CT angiography (CTA) is widely used and may be the only vascular imaging technique ordered for emergent evaluation of neurovascular disease. With thin-section multisection CTA, the resolution of vessel wall imaging has improved. We describe cases of acute vertebral artery dissection (VAD) in which the only abnormality on CTA was a characteristic thickening of the wall of the V3 portion of the vertebral artery (VA). The arterial lumen at the dissection site was normal in caliber. This type of dissection is easily overlooked if only lumen-opacifying studies such as contrast MR angiography (MRA) or conventional angiography are performed. We highlight the importance of recognizing this finding, the "suboccipital rind" sign, in the V3 portion, a segment commonly affected in VAD. The purpose of our study was to review the CTA imaging characteristics of patients with VAD in the V3 portion compared with normal controls.

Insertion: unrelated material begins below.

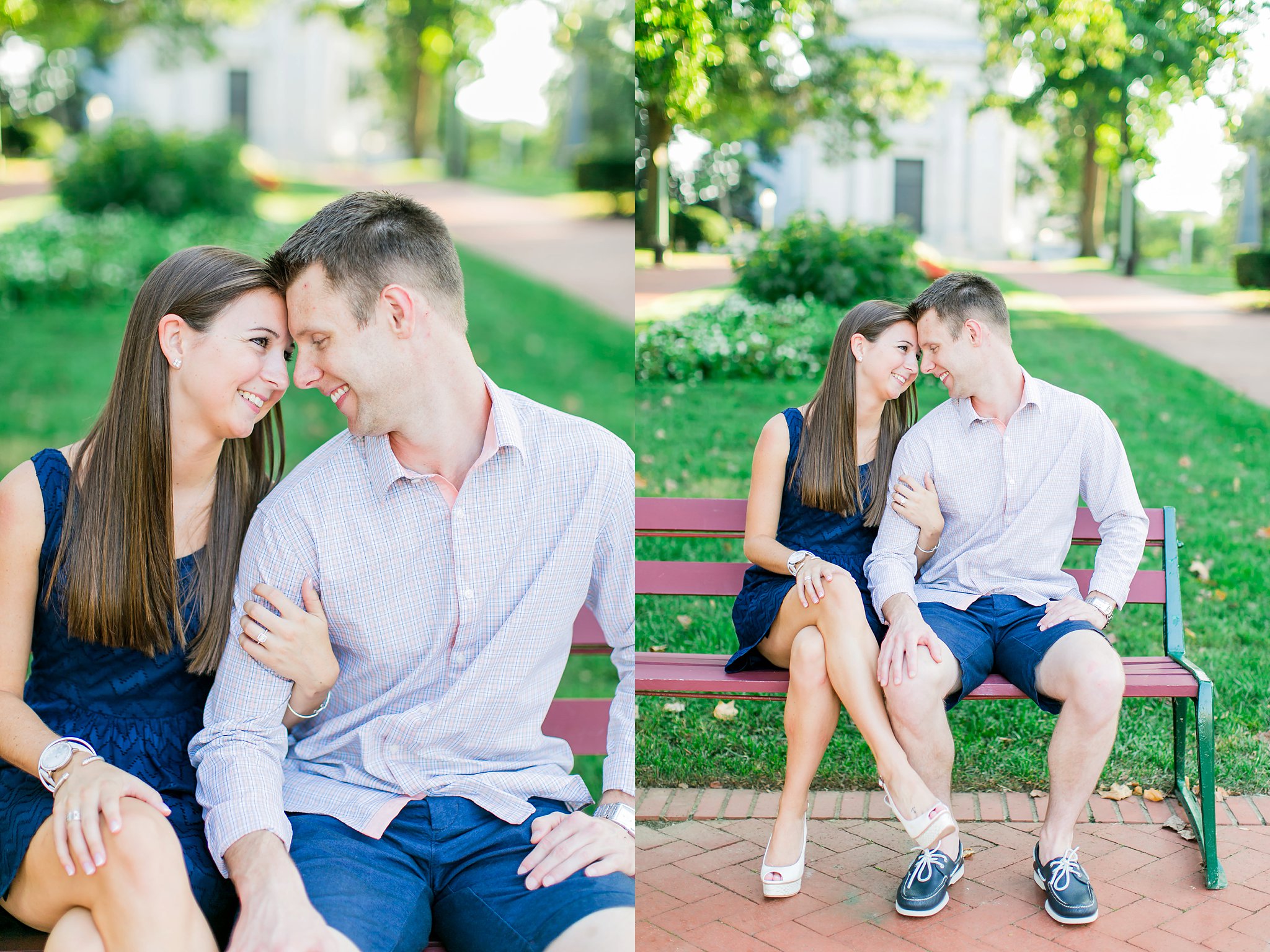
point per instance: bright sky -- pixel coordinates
(1194, 155)
(517, 63)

Our imaging data base was reviewed for cases of acute VAD and the presence of a "suboccipital rind" sign. A control group of 50 patients was randomly recruited from a group of patients undergoing CTA. The VA luminal diameter, the wall thickness (total diameter-luminal diameter), and the ratio of luminal diameter/total diameter were measured along 5 adjacent V3 segments and were compared between the 2 groups.
There was no evidence of luminal tapering or narrowing in the dissected VAs compared with controls (P = .1). The average wall thickness of the dissection group was 2.96 mm greater than that for the control group (P < .001; 95% confidence interval, 2.6-3.3). There was a significant difference in the ratio of lumen diameter/lumen+wall diameter in dissected segments compared with controls (P < .001).

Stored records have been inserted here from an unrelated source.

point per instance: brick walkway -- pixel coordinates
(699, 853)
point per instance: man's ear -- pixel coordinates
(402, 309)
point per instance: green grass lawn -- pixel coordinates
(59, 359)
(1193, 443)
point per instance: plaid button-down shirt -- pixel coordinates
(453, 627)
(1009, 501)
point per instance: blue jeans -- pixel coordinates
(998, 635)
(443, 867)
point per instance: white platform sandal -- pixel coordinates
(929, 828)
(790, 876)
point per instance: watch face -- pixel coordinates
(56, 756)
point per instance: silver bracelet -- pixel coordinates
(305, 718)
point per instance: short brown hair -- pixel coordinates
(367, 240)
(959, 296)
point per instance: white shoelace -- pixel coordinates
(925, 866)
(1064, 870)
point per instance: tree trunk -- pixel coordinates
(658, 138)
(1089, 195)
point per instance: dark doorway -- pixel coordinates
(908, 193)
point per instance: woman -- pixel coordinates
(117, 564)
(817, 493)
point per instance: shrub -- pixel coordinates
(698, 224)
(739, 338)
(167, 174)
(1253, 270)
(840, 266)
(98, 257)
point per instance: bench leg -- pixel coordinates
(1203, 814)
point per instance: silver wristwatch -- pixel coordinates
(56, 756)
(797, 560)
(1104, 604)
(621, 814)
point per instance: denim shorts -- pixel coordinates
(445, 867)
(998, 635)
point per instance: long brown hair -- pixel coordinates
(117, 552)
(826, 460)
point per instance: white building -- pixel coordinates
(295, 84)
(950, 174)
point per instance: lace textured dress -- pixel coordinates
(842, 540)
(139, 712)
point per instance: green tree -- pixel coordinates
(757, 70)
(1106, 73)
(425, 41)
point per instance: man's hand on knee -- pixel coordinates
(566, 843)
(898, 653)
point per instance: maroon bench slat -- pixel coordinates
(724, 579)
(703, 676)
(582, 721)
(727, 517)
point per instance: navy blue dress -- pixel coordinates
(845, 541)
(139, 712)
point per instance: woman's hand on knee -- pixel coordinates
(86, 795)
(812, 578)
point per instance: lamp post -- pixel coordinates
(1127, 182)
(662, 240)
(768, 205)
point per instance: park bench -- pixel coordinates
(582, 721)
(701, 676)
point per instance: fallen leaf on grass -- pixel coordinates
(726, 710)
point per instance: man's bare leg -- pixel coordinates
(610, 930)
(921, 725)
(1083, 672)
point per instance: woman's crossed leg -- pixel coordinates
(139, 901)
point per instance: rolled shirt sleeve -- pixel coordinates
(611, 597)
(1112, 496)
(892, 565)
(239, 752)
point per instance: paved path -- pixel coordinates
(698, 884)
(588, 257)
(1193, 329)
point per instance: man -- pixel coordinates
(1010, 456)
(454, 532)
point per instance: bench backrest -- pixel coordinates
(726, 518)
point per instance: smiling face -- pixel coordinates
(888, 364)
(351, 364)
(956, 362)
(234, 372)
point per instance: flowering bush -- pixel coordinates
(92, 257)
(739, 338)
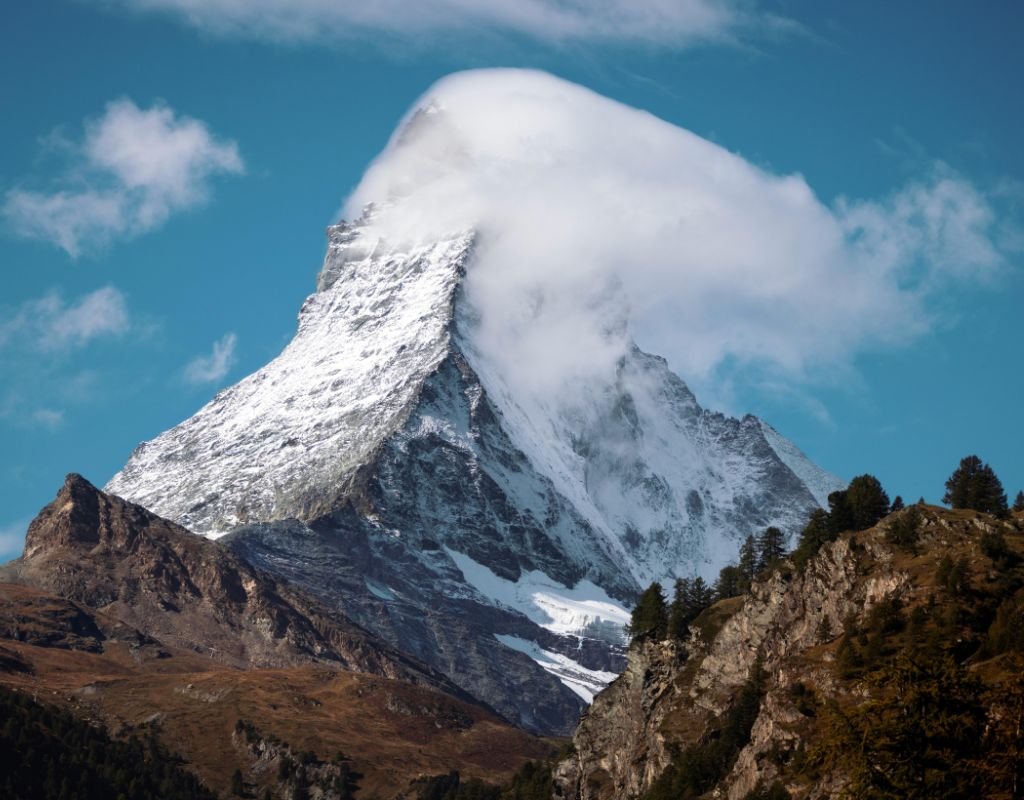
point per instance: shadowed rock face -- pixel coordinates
(673, 696)
(99, 551)
(387, 467)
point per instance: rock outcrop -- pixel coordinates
(99, 552)
(674, 696)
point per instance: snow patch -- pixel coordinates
(583, 681)
(585, 609)
(818, 482)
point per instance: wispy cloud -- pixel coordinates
(213, 368)
(48, 418)
(133, 168)
(40, 352)
(597, 223)
(672, 24)
(49, 323)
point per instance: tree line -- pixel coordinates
(860, 506)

Cross-sectional vascular imaging is often performed with multisection helical CTA for a variety of concerns, some without neurologic symptoms. Our study confirms that in cases of the "suboccipital rind" sign, the lumen appears normal in caliber, with wall thickening as the only imaging sign of VAD. In our center, this clinically occult VAD would influence management, with patients usually treated with antiplatelet agents. We caution against using only luminal-opacifying techniques such as contrast-enhanced MRA or conventional angiography to exclude VAD because they are limited in the evaluation of mural hematoma.
CT血管造影(CTA)被广泛应用,可能是唯一用于紧急评估神经血管疾病的血管成像技术。随着薄层多排CTA的应用,血管壁成像的分辨率有所提高。我们描述了急性椎动脉夹层(VAD)病例,其中CTA上唯一的异常是椎动脉(VA)V3段血管壁的特征性增厚。夹层部位的动脉管腔直径正常。如果仅进行诸如对比剂磁共振血管造影(MRA)或传统血管造影等使管腔显影的检查,这种类型的夹层很容易被忽视。我们强调识别V3段这一常见于VAD的部位出现的“枕下皮层”征这一发现的重要性。我们研究的目的是对比正常对照,回顾V3段VAD患者的CTA成像特征。

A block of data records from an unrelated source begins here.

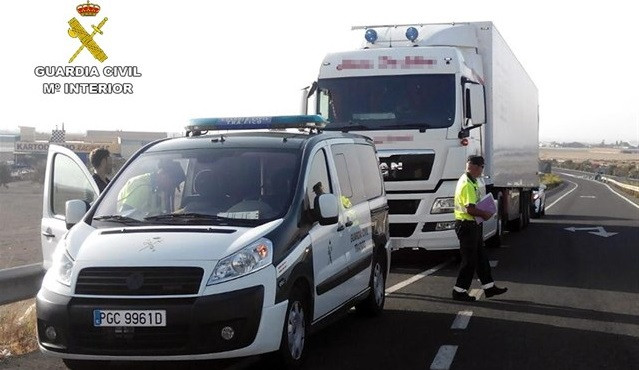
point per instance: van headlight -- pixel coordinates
(63, 267)
(443, 205)
(245, 261)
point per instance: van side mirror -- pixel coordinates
(74, 211)
(328, 209)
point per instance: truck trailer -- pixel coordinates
(430, 95)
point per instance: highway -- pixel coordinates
(573, 301)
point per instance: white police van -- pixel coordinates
(219, 244)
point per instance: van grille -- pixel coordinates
(127, 281)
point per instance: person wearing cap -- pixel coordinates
(469, 232)
(152, 193)
(100, 159)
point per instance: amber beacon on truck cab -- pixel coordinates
(218, 244)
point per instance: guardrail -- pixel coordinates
(18, 283)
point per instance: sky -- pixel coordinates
(252, 58)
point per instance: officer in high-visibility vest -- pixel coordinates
(469, 233)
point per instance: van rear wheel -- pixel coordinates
(292, 350)
(373, 304)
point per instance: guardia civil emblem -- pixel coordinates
(87, 41)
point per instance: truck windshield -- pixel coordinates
(235, 186)
(388, 102)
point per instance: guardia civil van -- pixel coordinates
(214, 245)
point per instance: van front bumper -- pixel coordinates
(193, 330)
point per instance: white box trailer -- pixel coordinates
(429, 95)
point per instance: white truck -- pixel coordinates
(430, 95)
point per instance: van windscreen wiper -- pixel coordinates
(118, 218)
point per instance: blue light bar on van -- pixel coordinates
(254, 123)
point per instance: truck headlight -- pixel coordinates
(245, 261)
(443, 205)
(63, 267)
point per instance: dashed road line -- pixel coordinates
(444, 358)
(461, 320)
(563, 196)
(417, 277)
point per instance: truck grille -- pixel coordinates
(127, 281)
(403, 207)
(402, 230)
(407, 167)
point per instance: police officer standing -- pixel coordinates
(470, 234)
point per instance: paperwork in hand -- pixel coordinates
(486, 203)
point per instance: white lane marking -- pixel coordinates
(563, 196)
(622, 196)
(608, 186)
(417, 277)
(444, 358)
(461, 320)
(477, 293)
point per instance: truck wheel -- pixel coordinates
(84, 364)
(292, 350)
(373, 304)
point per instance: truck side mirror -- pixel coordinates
(307, 92)
(328, 209)
(475, 104)
(74, 211)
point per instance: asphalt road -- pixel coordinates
(573, 302)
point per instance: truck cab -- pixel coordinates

我们查阅影像数据库,寻找急性VAD病例及“枕下皮层”征的情况。从接受CTA检查的患者中随机招募50例作为对照组。沿着5个相邻的V3段测量VA管腔直径、血管壁厚度(总直径 - 管腔直径)以及管腔直径/总直径的比值,并在两组之间进行比较。
与对照组相比,夹层VA未发现管腔逐渐变细或狭窄的证据(P = 0.1)。夹层组的平均血管壁厚度比对照组厚2.96 mm(P < 0.001;95%置信区间,2.6 - 3.3)。与对照组相比,夹层段管腔直径/管腔 + 血管壁直径的比值存在显著差异(P < 0.001)。
出于各种原因,常使用多排螺旋CTA进行横断面血管成像,有些患者并无神经系统症状。我们的研究证实,在出现“枕下皮层”征的病例中,管腔直径看似正常,血管壁增厚是VAD的唯一成像征象。在我们中心,这种临床隐匿性VAD会影响治疗管理,患者通常接受抗血小板药物治疗。我们提醒不要仅使用诸如对比增强MRA或传统血管造影等使管腔显影的技术来排除VAD,因为它们在评估壁内血肿方面存在局限性。